L'acteur Thomas M.Wright signe son second long métrage avec tout le savoir-faire australien en matière de thriller, dont on aura déjà eu quelques pépites propres à nous balader par leurs chemins de traverse.
Un thème rebattu de traque en détournant comme souvent les codes habituels tout en se basant sur des faits réels vieux de 20 ans, prouve encore que si revisite il y a, l'art et la manière peut en renouveler le genre. En plongeant dans la psyché d'un policier infiltré, on y découvre en même temps un stratagème audacieux, où les ressources importantes mises en œuvre peuvent surprendre, tant elles relèvent en général du fantasme fictionnel.

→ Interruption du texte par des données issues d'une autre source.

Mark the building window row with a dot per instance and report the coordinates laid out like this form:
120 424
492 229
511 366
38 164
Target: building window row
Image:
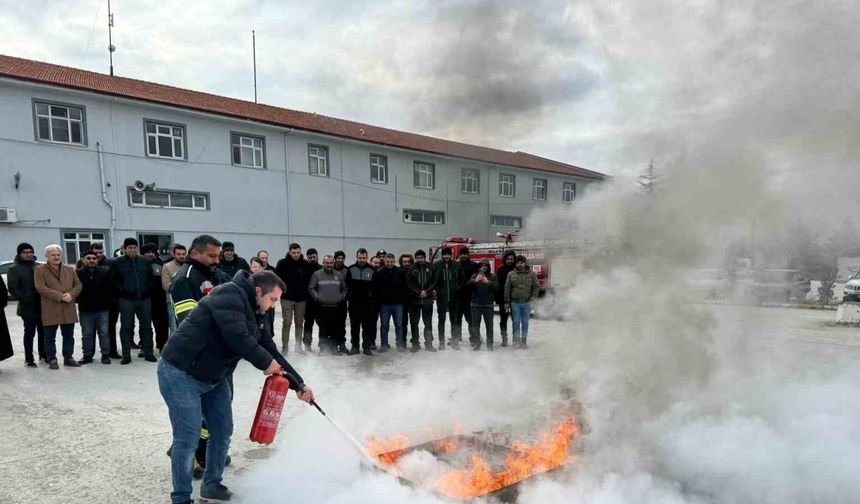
168 199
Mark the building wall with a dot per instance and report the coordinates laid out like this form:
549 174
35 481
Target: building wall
60 187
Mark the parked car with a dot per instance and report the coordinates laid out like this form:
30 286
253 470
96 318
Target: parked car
851 292
778 286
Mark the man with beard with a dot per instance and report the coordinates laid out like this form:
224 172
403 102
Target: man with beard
502 277
21 286
449 281
230 262
361 315
328 289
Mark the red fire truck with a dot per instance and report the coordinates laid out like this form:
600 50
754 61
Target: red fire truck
556 262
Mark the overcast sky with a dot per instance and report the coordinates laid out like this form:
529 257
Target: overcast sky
604 85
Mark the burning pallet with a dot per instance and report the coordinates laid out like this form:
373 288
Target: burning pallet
472 467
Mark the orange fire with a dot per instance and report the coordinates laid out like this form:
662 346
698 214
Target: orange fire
478 478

Ambiance sourde et de faux-semblants pour un suspense au long cours, qui confère au métrage son rythme et sa tension d'autant plus efficace par l'absence de violence frontale. Le cinéaste joue du découpage pour une narration à la linéarité chamboulée, propre à marquer le chemin sinueux dans lequel va sombrer le policier. Si le titre peut paraître trompeur, il nous informe sur la dangerosité à côtoyer un meurtrier présumé au risque de se perdre par les liens qui vont se créer.
Henry rencontre Paul qui lui présente Mark qui l'introduit à John, chef mafieux d'une organisation criminelle opaque qui lui propose un boulot de livraison et où chaque membre rencontré ne nous permet pas d'en vérifier le rôle. Paul disparaît et Henry prend la main sous l'œil formateur de Mark. Pour appuyer notre perte de repères, on ne saura rien de l'homme qui nous invite en voix off à curieusement méditer, en décalage de ce qui y défile, pour finalement décliner son identité de policier, sans que l'on puisse voir son visage. Un sentiment conforté par une affiche qui souligne la flagrante ressemblance des deux hommes et on navigue à vue. Tout deux barbus et chevelus, l'un et l'autre réunit dans la noirceur d'un crime à élucider.
Un récit tout autant obscur que l'est une photographie pour le plus souvent nocturne, pour quelques vues d'ensemble de forêts dense et de montagne infranchissable, métaphore du long chemin à parcourir pour découvrir enfin la vérité. S'installe une narration presque contemplative, aux ellipses intrigantes et aux inserts cauchemardesques angoissants pour une réalité alternative. S'ajoute une bande son stressante par les divers bruitages de voitures que l'on ne voit pas, de sons stridents qui révèlent les écoutes sans en déterminer la provenance, qui brouillent les pistes et renforcent toujours plus ce sentiment de danger latent d'être découvert.
L'intrigue privilégie alors une relation ambiguë et mensongère en miroir de leurs échanges évasifs, entre le policier taiseux enfin dévoilé et son binôme vacillant -cet homme même qui ne veut rien avoir à faire avec la violence, interroge rapidement sur le bien-fondé de la machination mise en place -.
Si la première partie demandera un certain investissement, le croisement d'une seconde enquête policière à brosser le profil du tueur, les preuves oubliées et la lenteur des procédures offre un dynamisme et un contrepoint réaliste, mais il faudra un peu de patience pour savoir qui est qui, qui fait quoi et pourquoi.
Sean Harris trouve enfin un premier rôle à hauteur de son talent jouant de son physique inquiétant sans forcer le trait face à Joel Edgerton qui décline avec subtilité les multiples expressions à rendre un personnage torturé, et où la vérité n'exonère pas d'un passif traumatique.
Un film déroutant pour une belle réussite.